Merespon gubernur, Ketua Harian PW Muhammadiyah Sumbar Solsafad, menyatakan siap mendukung langkah pemerintah dalam mengendalikan pandemi Covid-19. “Kita harus menjauhkan diri dari perpecahan,” ujar Fauci yang juga merupakan penasehat medis utama Presiden AS Joe Biden. Dia menambahkan jika vaksin yang tersedia di AS terbukti efektif melawan virus corona.

Pelayanan dilakukan dengan protokol kesehatan yang ketat dan para tenaga kesehatan serta sukarelawan melayani dengan hati dan penuh empati; hangat, ramah, serta tidak membedakan standing sosial, suku, agama, dan sejenisnya. Pelayanan yang bermutu mampu menebarkan getaran rasa persaudaraan yang bisa semakin meningkatkan kohesi sosial. Modal sangat potensial untuk membangun memori kolektif yang bisa menguatkan rasa-merasa sebagai bangsa. Terjadinya kejadian ini menimbulkan pertanyaan banyak pihak terutama dapat dilihat bahwasannya banyak anggota DPR yang menyatakan siap untuk menjadi objek uji dari vaksin nusantara ini walaupun beberapa diantaranya sudah melakukan vaksinasi COVID – 19. Perdebatan ini didasarkan karena DPR menginginkan pemerintah memberikan ruang untuk vaksin – vaksin karya anak bangsa untuk berkembang sehingga Indonesia tidak ketergantungan dengan vaksin asing.

Politik Vaksin

Misalnya, dalam pembahasan Panja Tata Kelola Obat di Komisi 9 juga mencatat besarnya nilai yang harus dibayarkan oleh Pemerintah terkait pembelian bahan baku ke Sinovac yang angkanya bisa mencapai belasan triliyun rupiah. Pemerintah harus bisa menjelaskan berapa jumlah pembelian, berapa harganya, kemudian ketika diproduksi secara massal nanti berapa harganya per satuan vaksin. Melalui Keppres No. 18 tahun 2020 Pasal 9 dan 10 mengenai Tim Nasional Percepatan Penanganan COVID-19 dan Perppu No. 1 tahun 2020, Menteri Luar Negeri berperan dalam Tim Pengembangan Vaksin COVID-19. Selain itu Perpres No. ninety nine tahun 2020 juga telah menyebutkan kerja sama dengan lembaga atau badan internasional seperti The Coalition for Epodemic Preparedness Innovation dan The Global Alliance for Vaccines and Immunization .
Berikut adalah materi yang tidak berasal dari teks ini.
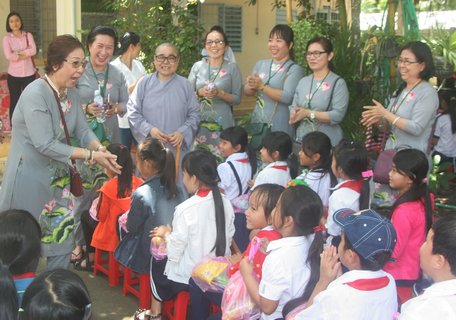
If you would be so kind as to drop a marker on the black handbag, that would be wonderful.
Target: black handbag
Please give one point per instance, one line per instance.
(126, 249)
(256, 133)
(76, 187)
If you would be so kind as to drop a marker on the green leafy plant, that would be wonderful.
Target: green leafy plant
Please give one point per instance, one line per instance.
(160, 21)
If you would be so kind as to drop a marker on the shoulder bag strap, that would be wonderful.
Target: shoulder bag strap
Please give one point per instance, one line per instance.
(33, 59)
(238, 180)
(277, 102)
(332, 93)
(62, 117)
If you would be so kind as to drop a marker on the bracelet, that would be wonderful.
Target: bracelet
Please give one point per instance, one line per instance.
(395, 120)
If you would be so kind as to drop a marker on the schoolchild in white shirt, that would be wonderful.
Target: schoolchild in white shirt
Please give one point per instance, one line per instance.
(349, 164)
(281, 163)
(437, 260)
(291, 267)
(235, 172)
(365, 291)
(202, 225)
(315, 156)
(240, 163)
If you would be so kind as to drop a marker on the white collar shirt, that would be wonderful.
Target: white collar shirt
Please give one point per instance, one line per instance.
(193, 236)
(275, 172)
(350, 298)
(437, 302)
(285, 271)
(228, 182)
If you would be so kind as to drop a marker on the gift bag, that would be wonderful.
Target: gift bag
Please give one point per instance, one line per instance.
(211, 273)
(158, 248)
(236, 301)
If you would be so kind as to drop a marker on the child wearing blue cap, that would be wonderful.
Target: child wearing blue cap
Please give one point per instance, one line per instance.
(437, 260)
(365, 291)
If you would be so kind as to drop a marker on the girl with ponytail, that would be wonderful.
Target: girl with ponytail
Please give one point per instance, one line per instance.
(202, 225)
(292, 265)
(152, 204)
(20, 238)
(412, 215)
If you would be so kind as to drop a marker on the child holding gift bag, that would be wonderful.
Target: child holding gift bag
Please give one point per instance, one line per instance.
(292, 265)
(258, 215)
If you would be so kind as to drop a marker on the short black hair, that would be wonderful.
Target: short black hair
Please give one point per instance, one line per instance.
(13, 13)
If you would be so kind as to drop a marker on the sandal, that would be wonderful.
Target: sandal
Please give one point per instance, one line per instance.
(142, 314)
(88, 265)
(76, 256)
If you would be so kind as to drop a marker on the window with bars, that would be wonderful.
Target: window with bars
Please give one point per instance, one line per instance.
(39, 19)
(228, 17)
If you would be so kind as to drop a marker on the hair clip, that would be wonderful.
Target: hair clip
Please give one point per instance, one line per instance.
(319, 228)
(297, 182)
(367, 174)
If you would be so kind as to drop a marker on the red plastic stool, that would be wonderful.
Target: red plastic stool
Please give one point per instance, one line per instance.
(139, 286)
(176, 309)
(109, 267)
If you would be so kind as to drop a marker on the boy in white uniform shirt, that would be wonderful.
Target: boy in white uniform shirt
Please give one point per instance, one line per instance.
(437, 260)
(365, 291)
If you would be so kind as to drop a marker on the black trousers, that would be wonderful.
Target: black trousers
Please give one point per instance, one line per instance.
(15, 86)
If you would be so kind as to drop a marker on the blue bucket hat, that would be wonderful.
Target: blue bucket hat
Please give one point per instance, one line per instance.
(367, 231)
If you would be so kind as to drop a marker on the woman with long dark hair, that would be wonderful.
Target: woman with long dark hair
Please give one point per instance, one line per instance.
(273, 81)
(321, 99)
(410, 113)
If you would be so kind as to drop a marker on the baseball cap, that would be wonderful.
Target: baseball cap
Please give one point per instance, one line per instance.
(367, 231)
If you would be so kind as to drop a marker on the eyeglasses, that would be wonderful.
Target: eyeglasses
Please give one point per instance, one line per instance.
(77, 63)
(217, 43)
(162, 58)
(315, 54)
(405, 62)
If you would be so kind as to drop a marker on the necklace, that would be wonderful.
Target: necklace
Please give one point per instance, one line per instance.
(209, 72)
(278, 69)
(396, 105)
(62, 95)
(311, 95)
(105, 81)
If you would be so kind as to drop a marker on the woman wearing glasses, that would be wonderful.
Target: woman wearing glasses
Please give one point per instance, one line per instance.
(273, 81)
(412, 108)
(218, 84)
(111, 87)
(163, 104)
(37, 177)
(321, 99)
(133, 70)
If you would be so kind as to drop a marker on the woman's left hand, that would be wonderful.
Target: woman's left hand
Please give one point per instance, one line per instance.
(161, 231)
(107, 160)
(373, 114)
(175, 138)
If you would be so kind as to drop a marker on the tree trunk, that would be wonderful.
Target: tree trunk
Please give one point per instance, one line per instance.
(342, 14)
(355, 23)
(289, 9)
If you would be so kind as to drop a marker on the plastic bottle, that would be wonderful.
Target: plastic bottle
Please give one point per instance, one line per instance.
(98, 100)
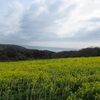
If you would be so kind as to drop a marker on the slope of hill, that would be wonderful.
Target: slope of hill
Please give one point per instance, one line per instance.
(15, 52)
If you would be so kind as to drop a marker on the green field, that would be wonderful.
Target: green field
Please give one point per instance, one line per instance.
(54, 79)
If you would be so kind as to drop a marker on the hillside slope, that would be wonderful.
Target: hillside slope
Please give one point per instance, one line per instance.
(15, 52)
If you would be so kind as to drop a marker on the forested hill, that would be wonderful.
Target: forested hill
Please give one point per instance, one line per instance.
(15, 53)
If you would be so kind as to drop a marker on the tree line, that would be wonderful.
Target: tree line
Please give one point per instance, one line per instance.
(16, 53)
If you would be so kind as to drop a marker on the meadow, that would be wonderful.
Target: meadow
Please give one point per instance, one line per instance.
(51, 79)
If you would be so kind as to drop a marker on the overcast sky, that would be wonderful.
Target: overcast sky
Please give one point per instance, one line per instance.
(55, 23)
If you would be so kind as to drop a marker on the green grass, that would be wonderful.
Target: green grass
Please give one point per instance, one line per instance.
(54, 79)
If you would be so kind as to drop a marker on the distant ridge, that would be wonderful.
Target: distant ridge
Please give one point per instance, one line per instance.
(54, 49)
(15, 53)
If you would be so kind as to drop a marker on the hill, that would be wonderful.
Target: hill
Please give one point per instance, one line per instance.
(15, 53)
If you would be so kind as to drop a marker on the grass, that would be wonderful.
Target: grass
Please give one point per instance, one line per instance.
(52, 79)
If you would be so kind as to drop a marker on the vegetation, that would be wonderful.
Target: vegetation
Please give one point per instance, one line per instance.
(55, 79)
(16, 53)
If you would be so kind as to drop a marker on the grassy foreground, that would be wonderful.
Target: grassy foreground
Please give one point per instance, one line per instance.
(55, 79)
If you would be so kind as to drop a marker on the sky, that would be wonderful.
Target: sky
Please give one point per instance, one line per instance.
(51, 23)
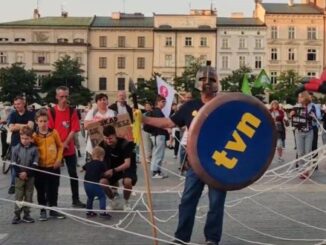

Naldo meminta DPRD Kota Pekanbaru bisa menggunakan jalur politik untuk menjamin ketersediaan vaksin ini. Sekretaris Jenderal DPR RI Indra Iskandar menjelaskan alasan keluarga anggota DPR RI ikut dalam program vaksinasi COVID-19 yang dilaksanakan Kesetjenan DPR bekerja sama dengan Kementerian Kesehatan pada fase pertama sejak 24 Februari sampai 10 Maret 2021. Pelaku wisata menjadi prioritas sasaran program vaksinasi sebagai bentuk persiapan bila kegiatan sektor pariwisata kembali dibuka.

”Dengan gotong royong, kami yakin pandemi Covid-19 bisa segera berakhir,” ujarnya usai mengikuti upacara peringatan Proklamasi Kemerdekaan RI di halaman kantor Pemkab Banyuwangi kemarin (17/8). “Kami meminta pemerintah berkomitmen mempercepat serapan anggaran kesehatan untuk vaksinasi dan perbaikan layanan penanganan Covid-19 di seluruh rumah sakit dan fasilitas kesehatan,” ujar Bamsoet. “Pemerintah harus memberikan jaminan kepada masyarakat bahwa pemerintah berkomitmen menuntaskan penyelenggaraan vaksin hingga mencapai goal yang telah ditetapkan, baik melalui vaksin program pemerintah maupun vaksin gotong royong,” kata Bamsoet.